Sisters: Flowers from the same garden, just transplanted

One reason we relocated to Pennsylvania from Florida 18 years ago was for family. Not for the weather. Really. For sure. Word.

At the time, we lived in Homestead–before Hurricane Andrew committed suburban renewal thereupon. One sister lived in California, another in Chicago, and the last in Erie, PA. We were widespread, exchanged phone calls and Christmas cards and wished for vacations so we could spend time together.

Once I had children, the tropical charms of South Florida gave way to thoughts of living in places where we didn’t get shot at. (I’ll tell those stories another day.) Suffice it to say that we came for a visit one verdant summer to the hills of Pennsylvania and it felt like home. We packed dog and caboodle and moved north.

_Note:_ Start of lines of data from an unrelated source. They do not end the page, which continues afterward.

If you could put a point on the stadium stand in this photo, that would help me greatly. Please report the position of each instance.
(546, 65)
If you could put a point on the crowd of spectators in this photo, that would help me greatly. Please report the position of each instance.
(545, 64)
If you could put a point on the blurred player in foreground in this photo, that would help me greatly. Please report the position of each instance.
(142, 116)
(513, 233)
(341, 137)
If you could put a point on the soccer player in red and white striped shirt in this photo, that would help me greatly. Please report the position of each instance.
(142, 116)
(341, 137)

My sister here was thrilled. She helped us find a realtor, etc., and we had dinner at each other’s place several times. She had kids, we had kids, we all had jobs… so we didn’t see each other often. But we lived close.

My California sister moved back several years later, living right next door to me for a short time with her son. We visited a lot, then. But she went back to school and moved about 20 miles north to the state university, near my first sister. We still lived close.

What happened over the years is that although we live 20 miles apart, we hardly ever see each other. Not because we don’t like each other–we get along famously. All that longing for family togetherness we had when we split the country has been consumed in the everyday grind of surviving children, school, work and life in general. We email more often than we call now. I know at least one of them reads the blog. I actually communicate with my Chicago sister more often because she’s brave enough to use the Internet daily, and we chat on MSN a couple times a week.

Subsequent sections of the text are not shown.